Logo DW

Gampang Emosi Salah Satu Ciri Orang yang Berpikiran Ekstremisme

Ilustrasi pemikiran orang radikal/ekstremisme.
Ilustrasi pemikiran orang radikal/ekstremisme.
Sumber :
  • dw

Kemampuan nalar manusia memberikan petunjuk ideologi seperti apa yang kelak akan dianut. Menurut penelitian yang dirilis Universitas Cambridge, Inggris, pada Senin, 22 Februari 2021, individu berpandangan ekstrem kesulitan menjalankan tugas psikologis yang rumit.

Studi tersebut menyimpulkan, gabungan karakter individu dan kemampuan kognitif, yakni bagaimana otak manusia mencerna informasi, bisa "memprediksi" pandangan ekstrim di lintas ideologi, termasuk nasionalisme atau agama.

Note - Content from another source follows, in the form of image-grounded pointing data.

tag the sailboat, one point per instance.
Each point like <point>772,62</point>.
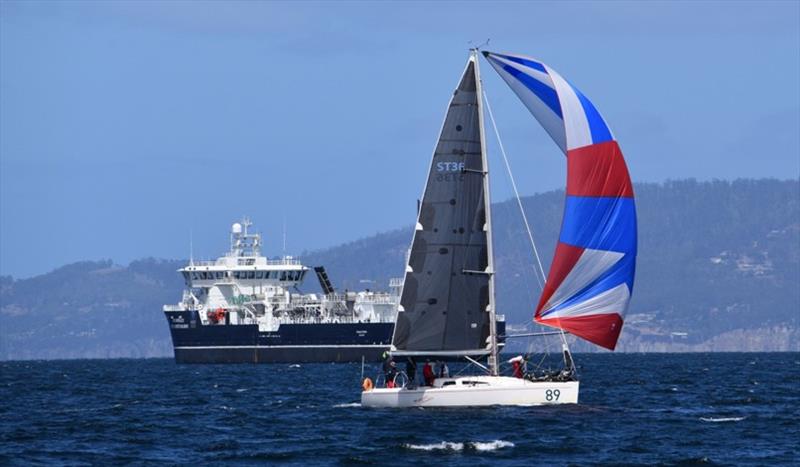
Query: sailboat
<point>447,309</point>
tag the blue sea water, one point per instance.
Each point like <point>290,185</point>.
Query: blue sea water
<point>634,409</point>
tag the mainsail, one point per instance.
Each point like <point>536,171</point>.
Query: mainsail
<point>591,277</point>
<point>446,295</point>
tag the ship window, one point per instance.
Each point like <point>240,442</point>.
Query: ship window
<point>475,383</point>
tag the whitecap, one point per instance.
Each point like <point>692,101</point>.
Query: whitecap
<point>443,446</point>
<point>491,445</point>
<point>722,419</point>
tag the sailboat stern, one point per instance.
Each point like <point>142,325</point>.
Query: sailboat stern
<point>475,391</point>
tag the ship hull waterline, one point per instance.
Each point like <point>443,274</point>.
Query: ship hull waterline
<point>350,342</point>
<point>275,354</point>
<point>479,391</point>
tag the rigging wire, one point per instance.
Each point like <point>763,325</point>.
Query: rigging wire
<point>516,193</point>
<point>543,280</point>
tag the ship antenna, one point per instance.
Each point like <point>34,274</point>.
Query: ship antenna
<point>284,235</point>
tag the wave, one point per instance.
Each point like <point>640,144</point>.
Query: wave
<point>481,446</point>
<point>722,419</point>
<point>492,445</point>
<point>443,446</point>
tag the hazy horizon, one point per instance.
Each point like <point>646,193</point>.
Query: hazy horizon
<point>126,127</point>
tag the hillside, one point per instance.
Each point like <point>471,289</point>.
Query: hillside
<point>718,269</point>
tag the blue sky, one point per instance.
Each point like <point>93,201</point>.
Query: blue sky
<point>124,126</point>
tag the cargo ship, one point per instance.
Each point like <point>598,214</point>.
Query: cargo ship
<point>246,308</point>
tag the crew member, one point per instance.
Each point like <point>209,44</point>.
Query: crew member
<point>444,372</point>
<point>411,371</point>
<point>391,374</point>
<point>427,373</point>
<point>516,365</point>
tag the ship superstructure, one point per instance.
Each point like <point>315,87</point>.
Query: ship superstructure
<point>244,307</point>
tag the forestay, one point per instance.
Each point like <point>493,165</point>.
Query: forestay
<point>591,277</point>
<point>446,294</point>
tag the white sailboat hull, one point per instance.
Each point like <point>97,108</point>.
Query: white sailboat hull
<point>474,391</point>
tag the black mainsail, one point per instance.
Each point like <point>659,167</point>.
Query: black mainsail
<point>447,300</point>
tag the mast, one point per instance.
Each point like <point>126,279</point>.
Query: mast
<point>493,350</point>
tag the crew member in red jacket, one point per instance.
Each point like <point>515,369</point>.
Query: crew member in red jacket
<point>427,373</point>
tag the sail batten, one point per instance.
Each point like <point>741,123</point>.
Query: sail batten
<point>590,282</point>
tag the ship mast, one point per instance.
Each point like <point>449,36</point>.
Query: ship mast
<point>493,348</point>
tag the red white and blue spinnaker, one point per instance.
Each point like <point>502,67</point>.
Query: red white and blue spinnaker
<point>590,281</point>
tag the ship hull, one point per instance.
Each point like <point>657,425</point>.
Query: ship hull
<point>194,342</point>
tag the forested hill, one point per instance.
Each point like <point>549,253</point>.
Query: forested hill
<point>718,269</point>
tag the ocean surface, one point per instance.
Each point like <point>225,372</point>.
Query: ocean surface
<point>634,409</point>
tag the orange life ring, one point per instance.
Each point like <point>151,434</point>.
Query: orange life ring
<point>367,385</point>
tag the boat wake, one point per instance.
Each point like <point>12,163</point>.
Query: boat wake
<point>722,419</point>
<point>351,404</point>
<point>480,446</point>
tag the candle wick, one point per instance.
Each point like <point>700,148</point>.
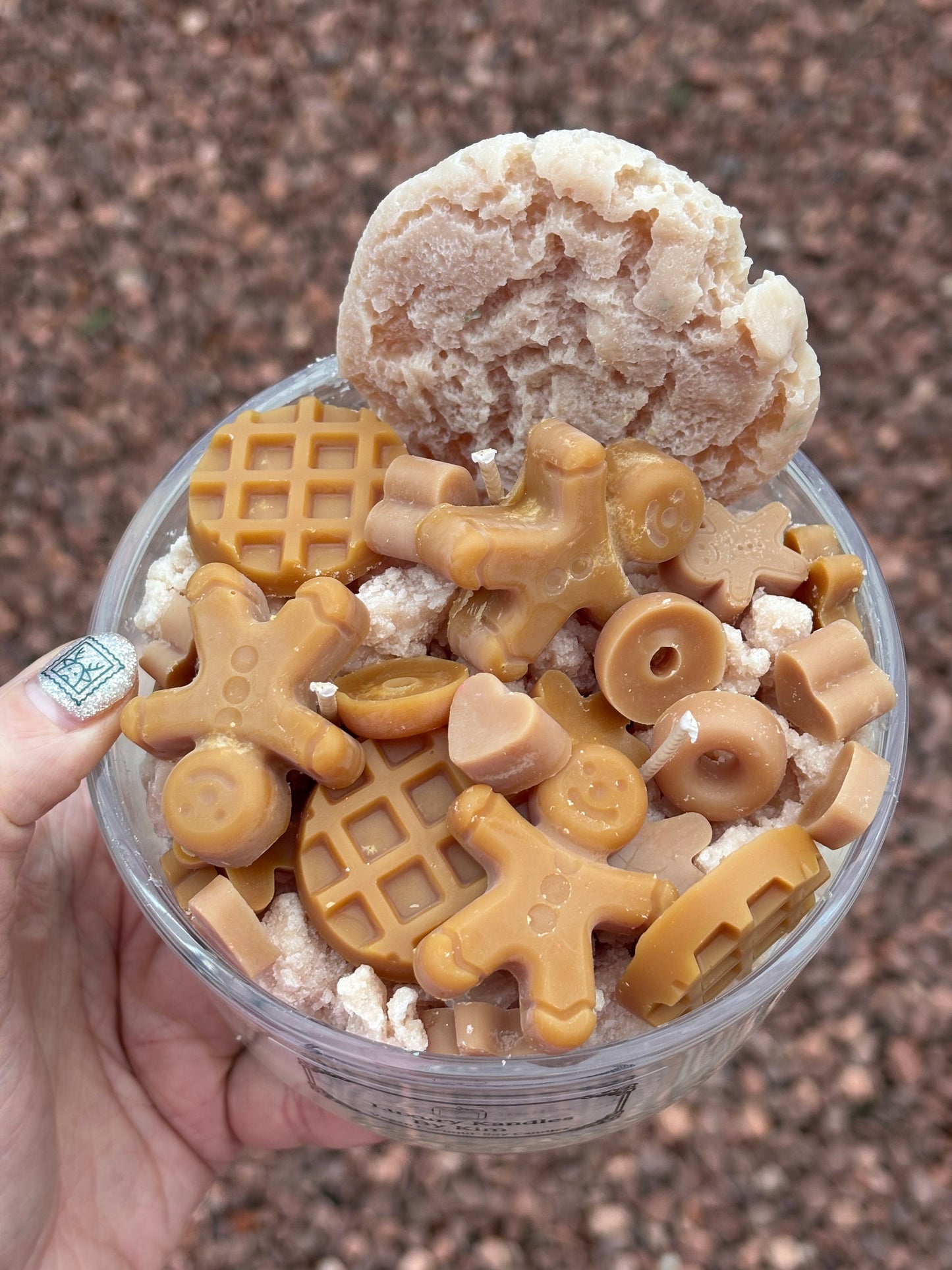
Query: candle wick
<point>327,696</point>
<point>486,463</point>
<point>685,730</point>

Karakter psikologis ini mencakup daya ingat yang rendah, dan kemampuan mencerna perubahan warna atau bentuk yang lambat.

Selain itu, individu berpandangan ekstremis juga memiliki kecenderungan mencari perhatian atau bersikap impulsif, demikian menurut keterangan pers yang dipublikasikan Universitas Cambridge di laman internetnya.

Studi tersebut mengandalkan hasil penelitian sebelumnya, dan mengundang 330 warga Amerika Serikat (AS) berusia antara 22 dan 63 tahun, untuk menjalani sebanyak 22 survei kepribadian dan 37 tugas neuropsikologi, selama dua pekan. Tugas dibuat netral, tanpa kaitan politik atau emosi, seperti mengingat bentuk visual atau mengikuti pergerakan benda di layar monitor.

Dalam penelitiannya, ilmuwan juga memetakan karakter psikologis individu yang memiliki sikap konservatisme politik yang ekstrem, atau individu berpandangan dogmatis, yakni padangan kaku yang sulit diubah. Dalam hal ini, otak yang bersangkutan cenderung mengikuti pola kognitif yang lambat tapi akurat, ketimbang cepat tapi tidak akurat seperti pada kaum berpandangan liberal.

Ilmuwan meyakini, meski masih di tahap awal, studi ini bisa membantu mengidentifikasi atau menolong individu yang rentan teradikalisasi di setiap spektrum politik atau ideologi.

Konservatisme dan dogma resep ekstremisme
"Kami ingin tahu kenapa sejumlah individu tertentu lebih rentan terkena radikalisasi," kata Dr. Leor Zmigrod, peneliti di Departemen Psikologi Universitas Cambridge.